My hand flew to my mouth, catching the sob before it could escape. The movement must have caught Charlie's eye because his gaze snapped toward the door. I stumbled backward, my heel catching on the carpet runner, and fled.
I didn't remember the route my feet took, only that I ended up in the garden where jasmine bloomed too sweet, too cloying, making my stomach heave. My knees buckled and I collapsed onto the stone bench where Eric had proposed just three months ago, where he'd knelt in the moonlight and promised me the world.
Lies. All lies.
My fingers found the ring again, twisting it so hard the band bit into my skin. I should throw it away. Should rip it off and hurl it into the reflecting pool. But I couldn't make my hands obey, couldn't make any part of my body respond through the numbness spreading from my chest outward.

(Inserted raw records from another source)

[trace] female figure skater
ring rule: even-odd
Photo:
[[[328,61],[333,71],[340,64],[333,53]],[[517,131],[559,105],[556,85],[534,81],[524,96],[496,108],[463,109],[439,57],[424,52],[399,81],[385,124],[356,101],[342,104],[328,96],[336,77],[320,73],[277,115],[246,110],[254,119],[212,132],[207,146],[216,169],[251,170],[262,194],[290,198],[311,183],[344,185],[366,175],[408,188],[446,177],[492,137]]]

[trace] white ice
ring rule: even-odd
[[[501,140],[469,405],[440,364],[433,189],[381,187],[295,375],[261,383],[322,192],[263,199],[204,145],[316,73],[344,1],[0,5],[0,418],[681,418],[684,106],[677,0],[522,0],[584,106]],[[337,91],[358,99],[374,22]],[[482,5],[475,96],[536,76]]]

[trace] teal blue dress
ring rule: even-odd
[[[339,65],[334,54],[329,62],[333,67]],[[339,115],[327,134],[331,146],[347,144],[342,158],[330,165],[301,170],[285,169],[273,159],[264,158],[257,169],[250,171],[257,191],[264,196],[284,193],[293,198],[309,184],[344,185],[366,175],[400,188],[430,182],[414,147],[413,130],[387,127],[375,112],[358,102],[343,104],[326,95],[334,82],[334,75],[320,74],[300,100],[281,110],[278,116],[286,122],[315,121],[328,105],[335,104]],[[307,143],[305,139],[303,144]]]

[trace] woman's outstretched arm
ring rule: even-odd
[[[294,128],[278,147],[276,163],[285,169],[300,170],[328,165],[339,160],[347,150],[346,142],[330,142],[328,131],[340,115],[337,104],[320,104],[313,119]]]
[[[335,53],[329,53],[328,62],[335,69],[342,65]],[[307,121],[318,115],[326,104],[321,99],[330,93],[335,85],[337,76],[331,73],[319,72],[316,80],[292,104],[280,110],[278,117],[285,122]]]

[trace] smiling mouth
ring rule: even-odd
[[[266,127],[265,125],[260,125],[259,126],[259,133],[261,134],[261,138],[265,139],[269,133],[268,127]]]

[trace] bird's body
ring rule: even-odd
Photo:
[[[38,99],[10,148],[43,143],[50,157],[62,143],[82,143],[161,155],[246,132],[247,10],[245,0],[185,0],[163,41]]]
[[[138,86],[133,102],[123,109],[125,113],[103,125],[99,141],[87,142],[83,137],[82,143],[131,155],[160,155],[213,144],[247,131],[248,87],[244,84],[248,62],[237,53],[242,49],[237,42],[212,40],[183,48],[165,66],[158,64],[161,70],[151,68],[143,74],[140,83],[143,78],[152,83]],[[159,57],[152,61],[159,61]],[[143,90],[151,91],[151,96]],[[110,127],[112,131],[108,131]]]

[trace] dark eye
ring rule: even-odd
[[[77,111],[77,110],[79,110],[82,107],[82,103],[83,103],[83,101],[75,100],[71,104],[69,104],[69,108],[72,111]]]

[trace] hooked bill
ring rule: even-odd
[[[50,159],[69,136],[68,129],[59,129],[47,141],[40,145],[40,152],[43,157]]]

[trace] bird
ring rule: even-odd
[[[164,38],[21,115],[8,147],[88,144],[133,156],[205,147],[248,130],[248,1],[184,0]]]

Footsteps approached on the gravel path, and panic seized me—I couldn't face them, couldn't pretend I hadn't seen—
"Lily."
Not Eric's voice. Cash's.
I looked up to find my childhood friend standing before me, backlit by the party lights, his expression shifting from concern to alarm as he registered my tear-streaked face.
He didn't ask questions. Didn't demand explanations. He simply sat beside me on the bench, close enough that I could feel his warmth but leaving space for my pain. The kindness of it broke something inside me.
"They're all lying to me," I heard myself say, my voice hollow and strange. "Every single one of them."
Cash's jaw tightened as I recounted what I'd witnessed, my words tumbling out between gasps. When I finished, he took my trembling hand in both of his, his touch steady and real in a way nothing else felt.
"You deserve someone who chooses you openly," he said, his voice quiet but absolutely certain. "Not someone who uses you as a stepping stone. Let me help you. Let me show you what real love looks like."
I looked at him then—truly looked—and saw what had perhaps always been there: steadiness, loyalty, genuine care that asked nothing in return. The contrast to what I'd just witnessed was so stark it hurt.
Something shifted inside me, crystallizing through the pain. They thought I was naive. Easy to manipulate. Too trusting.
They had no idea what they'd just created.